In total, 327 respondents completed the first survey, and 256 of them completed the RES twice for test-retest reliability purposes between March and June 2020. The mean age of the study participants was 19.61 (SD = 1.24). Most of them were female (n = 255, 78%), unmarried (n = 326, 99.7%), unemployed (n = 295, 90.2%), and they attended the Faculty of Health and Medical Sciences (n = 254, 77.7%). More detailed characteristics of the participants are presented in Table 1.

Table 1 Respondent Characteristics and RES Score

Procedure

The standard cross-cultural adaptation process, according to World Health Organization (WHO) guidelines, was applied to translate the RES from English to Indonesian [20]. A native Indonesian clinical psychologist who is proficient in English conducted the forward translation in the first step. Subsequently, a bilingual (English and Indonesian) expert panel of eight Indonesian psychiatrists and clinical psychologists compared the concepts and language expression in the forward translations and original questionnaire, and then revised the translation. In the next step, a backward translation was performed by a native English professional translator who is highly proficient and knowledgeable in the Indonesian language and culture. The back-translation result was reviewed by the RES developer (CM) [13], the researchers (IP, MO, and AB), and a professional translator before a consensus was achieved for the pre-testing draft.

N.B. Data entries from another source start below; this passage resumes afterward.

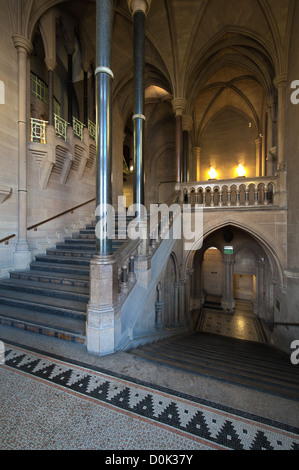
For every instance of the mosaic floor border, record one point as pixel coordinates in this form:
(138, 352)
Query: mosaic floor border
(218, 426)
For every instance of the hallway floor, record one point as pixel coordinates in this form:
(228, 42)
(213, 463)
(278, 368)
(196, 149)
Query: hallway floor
(241, 325)
(53, 395)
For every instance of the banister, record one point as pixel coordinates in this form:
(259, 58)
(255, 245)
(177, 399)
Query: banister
(6, 239)
(35, 226)
(60, 214)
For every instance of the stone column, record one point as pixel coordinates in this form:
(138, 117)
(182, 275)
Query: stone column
(51, 65)
(70, 88)
(196, 160)
(176, 287)
(258, 144)
(187, 126)
(103, 327)
(259, 300)
(22, 256)
(228, 301)
(281, 84)
(85, 67)
(139, 10)
(179, 105)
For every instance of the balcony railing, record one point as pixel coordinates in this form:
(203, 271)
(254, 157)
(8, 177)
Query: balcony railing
(38, 131)
(60, 127)
(92, 129)
(230, 193)
(78, 128)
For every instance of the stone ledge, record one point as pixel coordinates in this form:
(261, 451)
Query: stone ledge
(5, 193)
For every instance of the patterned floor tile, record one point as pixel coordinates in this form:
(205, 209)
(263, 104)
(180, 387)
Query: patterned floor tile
(114, 401)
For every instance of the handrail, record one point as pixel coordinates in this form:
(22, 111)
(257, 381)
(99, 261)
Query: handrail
(35, 226)
(7, 238)
(60, 214)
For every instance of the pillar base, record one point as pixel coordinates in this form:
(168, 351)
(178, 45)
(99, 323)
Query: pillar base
(103, 329)
(22, 256)
(228, 306)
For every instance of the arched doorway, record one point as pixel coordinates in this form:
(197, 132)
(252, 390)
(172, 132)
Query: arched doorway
(234, 275)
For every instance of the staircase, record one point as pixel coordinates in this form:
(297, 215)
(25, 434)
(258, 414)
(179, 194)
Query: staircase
(51, 298)
(243, 363)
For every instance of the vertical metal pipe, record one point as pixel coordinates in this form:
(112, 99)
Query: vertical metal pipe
(179, 148)
(185, 155)
(51, 96)
(85, 99)
(70, 89)
(104, 77)
(139, 100)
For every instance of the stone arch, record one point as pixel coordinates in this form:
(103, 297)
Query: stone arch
(276, 263)
(170, 279)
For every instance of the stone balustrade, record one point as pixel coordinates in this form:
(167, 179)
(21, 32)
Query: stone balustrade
(239, 192)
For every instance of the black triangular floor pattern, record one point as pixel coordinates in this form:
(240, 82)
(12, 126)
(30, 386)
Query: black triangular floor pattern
(244, 363)
(52, 296)
(219, 426)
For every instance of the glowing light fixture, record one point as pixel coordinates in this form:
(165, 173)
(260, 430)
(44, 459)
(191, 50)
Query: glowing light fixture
(241, 172)
(213, 173)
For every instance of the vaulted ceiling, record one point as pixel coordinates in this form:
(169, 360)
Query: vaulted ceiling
(214, 53)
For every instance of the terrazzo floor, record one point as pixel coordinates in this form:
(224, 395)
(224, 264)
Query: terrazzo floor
(49, 404)
(53, 396)
(241, 325)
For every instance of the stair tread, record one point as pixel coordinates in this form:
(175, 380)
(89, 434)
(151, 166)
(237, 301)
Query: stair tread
(62, 288)
(73, 325)
(44, 300)
(275, 365)
(283, 388)
(53, 275)
(261, 371)
(240, 362)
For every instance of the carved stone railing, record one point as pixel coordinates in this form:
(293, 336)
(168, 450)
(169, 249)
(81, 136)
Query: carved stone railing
(112, 278)
(240, 192)
(58, 149)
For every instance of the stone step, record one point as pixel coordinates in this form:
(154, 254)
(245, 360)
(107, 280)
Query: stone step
(239, 362)
(44, 303)
(65, 328)
(63, 291)
(52, 278)
(65, 260)
(51, 297)
(44, 264)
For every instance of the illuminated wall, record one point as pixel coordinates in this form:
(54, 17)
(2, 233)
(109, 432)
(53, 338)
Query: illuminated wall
(227, 142)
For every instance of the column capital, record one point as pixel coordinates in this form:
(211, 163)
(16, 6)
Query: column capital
(139, 5)
(85, 65)
(50, 63)
(187, 122)
(22, 43)
(280, 80)
(178, 106)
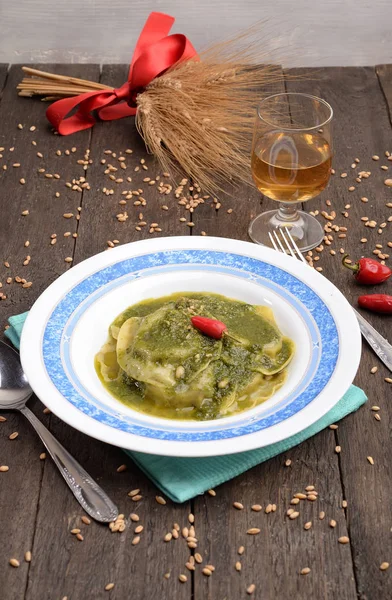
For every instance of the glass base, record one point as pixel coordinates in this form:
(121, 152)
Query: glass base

The next steps of the adaptation process were pre-testing and cognitive interviewing. This procedure aimed to understand the mental process experienced by pre-testing respondents while answering the questionnaire to identify any overt and covert problems in the adaptation process [20]. The pre-testing draft and cognitive interview were piloted with 11 Indonesian participants (18–40 years) representing various gender, education, and professional backgrounds. The final Indonesian RES and adaptation report were submitted to the RES developer (CM) and resulted in the final version of the Indonesian RES.

An online cross-sectional design was conducted among Indonesian undergraduate students. Participants were recruited from public and private universities in Bandung, Surabaya, and Bali in Indonesia using online and offline advertisements. The inclusion criteria for this study were [1] active enrolment as an undergraduate student, [2] age 18 or above, and [3] proficiency in the Indonesian language. Participants who did not sign an informed consent were excluded from the study. The sample size was set to a minimum of 300 respondents based on sample size recommendations for performing Exploratory Factor Analysis (EFA) [21, 22]. Eligible participants received a personal link via email to enter the online questionnaire. Before entering the questionnaire, participants received an information letter with detailed information about the content of the study. Participants were offered to participate in a follow-up study for test-retest reliability purposes. 1 week after the initial study completion, participants who had agreed to participate in the follow-up study received an invitation with a personal link to the second questionnaire set. The personal weblink was closed 1 week later to ensure the follow-up study was answered in the intended time frame. Castor Electronic Data Capture (Castor EDC), a secure and certified online data management platform, was used to collect the data. As an appreciation, participants received a shopping voucher with a value of 25,000 IDR (equal to €1.50). The Health Research Committee, National Institute of Health Research and Development (HREC-NIHRD), and the Ministry of Health Republic of Indonesia approved this study (LB.02.01/2/KE/042/2020).

Measures

Psychological resilience

The RES is a 9-item self-report questionnaire assessing psychological resilience. Respondents rated to what extent each statement applies to them when responding to difficult situations on a 5-point Likert scale. The items are scored from 0 = “completely disagree” to 4 = “completely agree”. The total score ranges from 0 to 36, with higher scores indicating higher psychological resilience. Prior studies indicated good internal consistency (α = 0.78–0.89) and convergent validity of the RES (r = 0.47–0.74; p < 0.001) for both total and subscale scores. Meanwhile, the Comparative Fit Index (CFI), Tucker-Lewis Index (TLI), and Root Mean Square Error of Approximation (RMSEA) value using EFA indicating a good model fit (CFI = 0.97–0.98, TLI = 0.97–0.98, RMSEA = 0.06–0.08) [13].

Measures for convergent validity

Psychological resilience

The Connor-Davidson Resilience Scale (CD-RISC 25) [23] was administrated to measure resilience after experiencing stressful events, traumatic events, or tragedy, including the capacity to adapt to unpleasant situations, to cope with stress and manage unpleasant feelings, and not get disheartened when experiencing disappointment. The CD-RISC 25 contains 25 items on a 5-point Likert scale ranging from 0 = “not true at all” to 4 = “true nearly all of the time.” The total scores range from 0 to 100, with higher scores indicating higher resilience. Previous studies demonstrated a Cronbach‘s alpha of 0.86 to 0.91 for CD-RISC, which indicated good reliability [24, 25].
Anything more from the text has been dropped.